The Analysis of Verbal Behavior (TAVB) is a peer reviewed, scientific journal established in 1982, which primarily publishes research in the field of psychology focused on the conceptual and empirical analysis of verbal behavior.

==History==
The Analysis of Verbal Behavior was created by Mark Sundberg, and was originally a newsletter called VB Newsletters. After Sundberg completed his PhD at Western Michigan University in 1980, he began publishing TVAB under its current name in 1982.

No new articles or editions of the journal were published during the year of 1984.

The current editor-in-chief, as of 2023, is Tiffany M Kodak, PhD, from Marquette University. Notable former editors include Anna I Pétursdóttir, PhD, from Texas Christian University. Notable authors published in TVAB include B. F. Skinner and Jack Michael.

==Publication==

[...] even though one may be able to do good works without talking about it correctly, I can't help but believe that even better works are possible when verbal practices are not seriously flawed.
— Jack Michael

The Analysis of Verbal Behavior is indexed in PsycINFO and published annually by the Association for Behavior Analysis International (ABAI) under ISSN 08889-9401. It is a delayed open-access journal with free access offered by the ABAI.
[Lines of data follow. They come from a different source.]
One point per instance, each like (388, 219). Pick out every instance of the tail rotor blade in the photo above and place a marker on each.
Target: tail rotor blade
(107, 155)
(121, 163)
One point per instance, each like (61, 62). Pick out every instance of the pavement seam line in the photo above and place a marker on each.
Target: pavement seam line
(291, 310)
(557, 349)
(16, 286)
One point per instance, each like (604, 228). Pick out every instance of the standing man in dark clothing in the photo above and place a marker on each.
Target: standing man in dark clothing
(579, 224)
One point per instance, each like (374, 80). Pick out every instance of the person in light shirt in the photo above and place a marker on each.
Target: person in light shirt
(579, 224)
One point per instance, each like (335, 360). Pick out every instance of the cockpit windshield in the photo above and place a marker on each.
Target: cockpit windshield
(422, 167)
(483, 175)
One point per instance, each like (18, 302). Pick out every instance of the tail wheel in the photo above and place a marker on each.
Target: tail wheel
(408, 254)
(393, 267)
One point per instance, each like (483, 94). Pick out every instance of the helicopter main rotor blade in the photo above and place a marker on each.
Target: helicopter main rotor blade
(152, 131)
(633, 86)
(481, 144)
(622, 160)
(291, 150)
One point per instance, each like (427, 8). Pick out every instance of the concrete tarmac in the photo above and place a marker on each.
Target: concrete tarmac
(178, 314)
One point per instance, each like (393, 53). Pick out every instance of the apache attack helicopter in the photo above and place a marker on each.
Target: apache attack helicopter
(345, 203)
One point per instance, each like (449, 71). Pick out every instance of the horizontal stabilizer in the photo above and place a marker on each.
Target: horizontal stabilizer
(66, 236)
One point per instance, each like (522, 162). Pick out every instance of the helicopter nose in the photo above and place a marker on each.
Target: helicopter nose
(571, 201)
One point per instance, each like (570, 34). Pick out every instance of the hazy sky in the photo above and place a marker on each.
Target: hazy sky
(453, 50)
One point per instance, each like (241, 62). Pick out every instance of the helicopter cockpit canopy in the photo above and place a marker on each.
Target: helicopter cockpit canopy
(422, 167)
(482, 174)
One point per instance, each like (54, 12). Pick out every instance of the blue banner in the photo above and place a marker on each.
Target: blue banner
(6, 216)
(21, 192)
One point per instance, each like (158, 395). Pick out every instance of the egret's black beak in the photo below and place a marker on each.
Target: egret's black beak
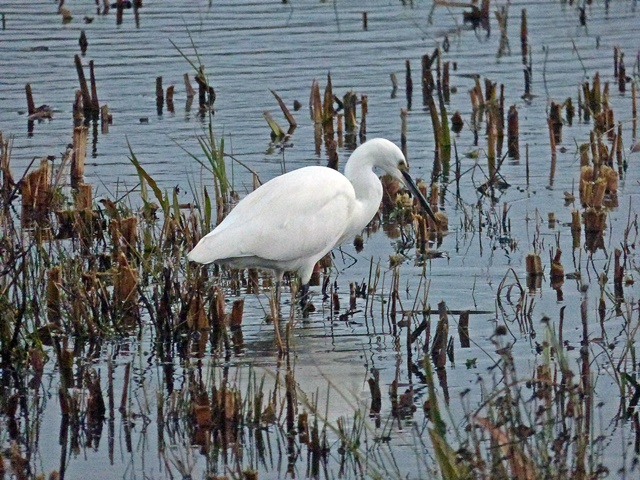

TAVB typically publishes between 10 and 20 articles per year. Between 1982 and 2000, the journal published over 150 articles covering various language and behavioral functions such as mand, tact, intraverbals, listener behavior, rule-governed behavior, autoclitics, epistemology, language acquisition and assessment, second languages, pedagogy, verbal behavior in nonhumans, research methodology, and the history of verbal behavior analysis.